Summer Forage Seeding Options

Poor establishment of a spring forage seeding due to dry conditions.

Poor establishment of a spring forage seeding due to dry conditions.

Persistent dry weather has led to poor establishment of many new forage seeding throughout the region. Many farmers are wondering what to do with these failed or very poor stands?

The first step is to complete a thorough assessment of the field to see how much of the area did not establish.  If the stand looks like it is growing but just far behind where it should be at this point, the best measure may be to mow off the likely dense sward of weeds to allow the struggling forages to gain some sunlight. The recent moisture may push these forages along allowing them proper growth prior to the winter months.

It may be possible to just fill in poorly established spots with a no-till seeder in the late summer, preferably in late July or August so that forage seedlings have the six to eight weeks of growth needed to get established before a killing frost. Also, to reduce competition from the existing stand, mow the stand just previous to seeding. If soil conditions are extremely dry, this method may not be successful.
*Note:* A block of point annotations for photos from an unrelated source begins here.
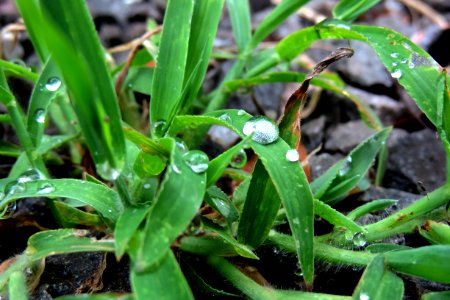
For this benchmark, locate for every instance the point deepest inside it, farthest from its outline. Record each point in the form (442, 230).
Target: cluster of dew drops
(19, 186)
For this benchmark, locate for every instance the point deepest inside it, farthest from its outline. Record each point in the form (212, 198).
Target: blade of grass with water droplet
(348, 10)
(416, 70)
(17, 287)
(169, 73)
(178, 199)
(377, 283)
(165, 282)
(102, 198)
(39, 101)
(338, 180)
(239, 11)
(429, 262)
(51, 242)
(84, 71)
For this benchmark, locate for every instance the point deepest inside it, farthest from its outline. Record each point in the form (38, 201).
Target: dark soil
(415, 164)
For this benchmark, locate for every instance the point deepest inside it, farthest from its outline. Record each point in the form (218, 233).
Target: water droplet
(39, 116)
(8, 210)
(364, 296)
(196, 160)
(181, 145)
(46, 188)
(397, 74)
(239, 160)
(159, 127)
(53, 84)
(14, 187)
(359, 240)
(292, 155)
(29, 175)
(175, 169)
(225, 118)
(263, 129)
(394, 54)
(346, 167)
(241, 112)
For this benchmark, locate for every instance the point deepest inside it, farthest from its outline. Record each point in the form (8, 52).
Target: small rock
(345, 137)
(386, 108)
(322, 162)
(416, 161)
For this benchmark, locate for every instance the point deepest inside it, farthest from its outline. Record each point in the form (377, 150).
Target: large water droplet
(239, 160)
(159, 127)
(46, 188)
(397, 74)
(263, 129)
(359, 240)
(364, 296)
(394, 54)
(292, 155)
(196, 160)
(14, 187)
(53, 84)
(225, 118)
(39, 116)
(8, 211)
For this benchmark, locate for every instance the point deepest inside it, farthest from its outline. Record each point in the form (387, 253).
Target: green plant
(152, 185)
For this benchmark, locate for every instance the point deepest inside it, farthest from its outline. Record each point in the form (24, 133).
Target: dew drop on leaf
(239, 160)
(8, 210)
(46, 188)
(292, 155)
(53, 84)
(397, 74)
(39, 116)
(196, 160)
(264, 130)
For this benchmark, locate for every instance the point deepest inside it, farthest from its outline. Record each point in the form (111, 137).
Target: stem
(324, 251)
(239, 280)
(422, 206)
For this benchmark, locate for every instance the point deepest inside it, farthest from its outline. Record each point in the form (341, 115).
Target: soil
(415, 165)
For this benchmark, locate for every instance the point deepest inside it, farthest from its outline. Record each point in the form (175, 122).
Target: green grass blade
(275, 18)
(51, 242)
(374, 205)
(178, 200)
(337, 181)
(92, 93)
(239, 11)
(377, 283)
(205, 21)
(436, 233)
(103, 199)
(349, 10)
(169, 74)
(430, 262)
(40, 100)
(126, 226)
(165, 282)
(17, 288)
(414, 68)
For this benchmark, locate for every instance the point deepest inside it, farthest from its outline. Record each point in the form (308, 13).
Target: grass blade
(178, 199)
(103, 199)
(239, 11)
(169, 74)
(51, 242)
(165, 282)
(377, 283)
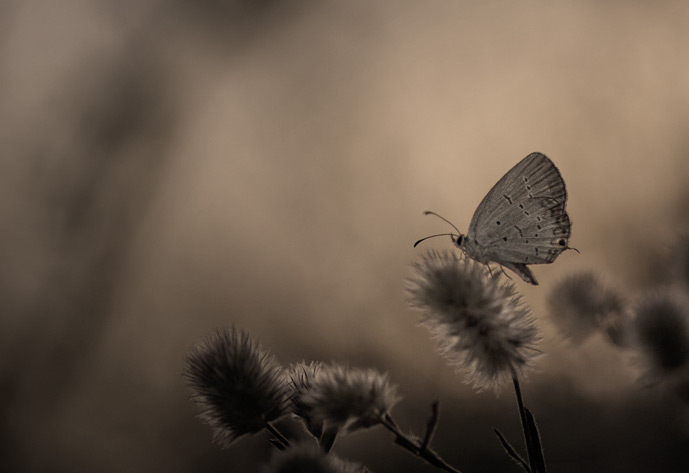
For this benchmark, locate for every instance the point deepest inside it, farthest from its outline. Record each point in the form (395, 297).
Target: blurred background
(171, 166)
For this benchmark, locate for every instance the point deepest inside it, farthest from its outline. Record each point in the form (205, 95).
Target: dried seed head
(238, 386)
(480, 323)
(347, 399)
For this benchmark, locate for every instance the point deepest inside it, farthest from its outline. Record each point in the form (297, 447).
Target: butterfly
(521, 221)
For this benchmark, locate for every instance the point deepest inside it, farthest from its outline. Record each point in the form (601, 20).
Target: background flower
(581, 304)
(661, 336)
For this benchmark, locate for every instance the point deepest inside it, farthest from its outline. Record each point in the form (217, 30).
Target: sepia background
(173, 166)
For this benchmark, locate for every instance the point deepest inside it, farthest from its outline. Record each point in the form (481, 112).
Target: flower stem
(534, 449)
(417, 448)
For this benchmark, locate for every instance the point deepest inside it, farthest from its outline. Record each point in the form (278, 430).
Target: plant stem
(416, 447)
(522, 416)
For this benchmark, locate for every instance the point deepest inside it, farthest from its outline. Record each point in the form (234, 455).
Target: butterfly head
(459, 241)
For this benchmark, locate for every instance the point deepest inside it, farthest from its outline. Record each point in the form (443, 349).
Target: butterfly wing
(522, 220)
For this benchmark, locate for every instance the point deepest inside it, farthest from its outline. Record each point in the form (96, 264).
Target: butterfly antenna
(433, 236)
(428, 212)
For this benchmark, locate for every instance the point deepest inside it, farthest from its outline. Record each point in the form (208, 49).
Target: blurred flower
(581, 304)
(343, 398)
(239, 386)
(310, 459)
(300, 378)
(481, 325)
(661, 333)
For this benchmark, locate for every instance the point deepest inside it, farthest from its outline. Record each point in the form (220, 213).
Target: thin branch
(511, 451)
(432, 424)
(414, 446)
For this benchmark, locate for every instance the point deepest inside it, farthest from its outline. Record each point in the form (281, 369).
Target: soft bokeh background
(172, 166)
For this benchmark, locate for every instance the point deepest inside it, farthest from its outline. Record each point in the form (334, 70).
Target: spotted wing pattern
(522, 220)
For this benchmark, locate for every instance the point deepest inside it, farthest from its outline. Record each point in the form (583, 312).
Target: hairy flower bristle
(481, 325)
(347, 399)
(238, 386)
(300, 378)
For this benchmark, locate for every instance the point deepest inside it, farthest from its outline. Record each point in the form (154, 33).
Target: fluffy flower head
(238, 386)
(481, 325)
(348, 399)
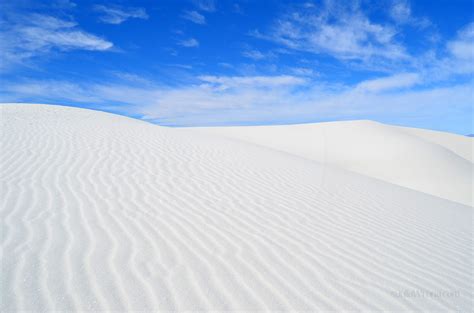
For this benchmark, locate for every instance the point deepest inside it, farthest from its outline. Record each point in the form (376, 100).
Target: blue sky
(204, 62)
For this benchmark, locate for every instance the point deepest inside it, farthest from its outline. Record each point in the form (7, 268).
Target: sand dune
(436, 163)
(104, 212)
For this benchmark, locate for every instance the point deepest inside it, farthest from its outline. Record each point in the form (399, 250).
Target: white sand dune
(433, 162)
(104, 212)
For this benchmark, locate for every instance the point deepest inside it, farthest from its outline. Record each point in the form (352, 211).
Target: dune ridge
(432, 162)
(103, 212)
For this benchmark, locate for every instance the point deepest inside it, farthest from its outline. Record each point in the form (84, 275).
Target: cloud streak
(224, 100)
(194, 17)
(118, 15)
(34, 35)
(342, 31)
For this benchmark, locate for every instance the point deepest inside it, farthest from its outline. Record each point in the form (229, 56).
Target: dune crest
(103, 212)
(436, 163)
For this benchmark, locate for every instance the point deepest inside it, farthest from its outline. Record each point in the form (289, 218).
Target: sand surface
(103, 212)
(432, 162)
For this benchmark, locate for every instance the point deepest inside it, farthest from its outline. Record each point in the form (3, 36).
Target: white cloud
(205, 5)
(253, 54)
(118, 15)
(463, 46)
(261, 99)
(226, 82)
(194, 17)
(341, 30)
(401, 13)
(189, 43)
(390, 83)
(37, 34)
If you are in dire need of feed, it is not too late to seed a summer annual. The best choice in early to mid July would be a sudangrass or sorghum-sudangrass cross. These forages establish quickly in the heat and can produce ample forage even in dry conditions. If seeding later than July, consider planting a cool season annual such as oats, annual ryegrass, or triticale. Any of these choices will produce 1 to 2 tons of dry matter of high quality feed. Check out our warm and cool season forage reports at:

Sudangrass (with sunflower and sunn hemp).

Sudangrass (with sunflower and sunn hemp).

A final option is to consider replanting the forage seeding in the late summer. These late summer seedings generally occur in August so that they have plenty of time to establish prior to fall dormancy. A rule of thumb is to plant 6 to 8 weeks before your average date of a killing frost. Seeding rates and seeding depth (1/4 to 1/2 depth) should remain the same for late summer seedings. Weed control is generally not an issue this time of the year so a nurse crop is not recommended and only competes with the new seeding for moisture, nutrients, and space. Avoid Italian or annual ryegrass in your mixtures as these grasses tend to grow rapidly in the fall and can be very competitive with other forage species.

Soil is warmer this time of the year so with adequate moisture the crop will develop and canopy at a much faster rate. Forage yields of late summer seedings during the first production year are often comparable to mature forage stands! Remember ample moisture needs to be present to get these shallow seeded crops off and running. If we go into August extremely dry, it is best to wait until there is some adequate rain.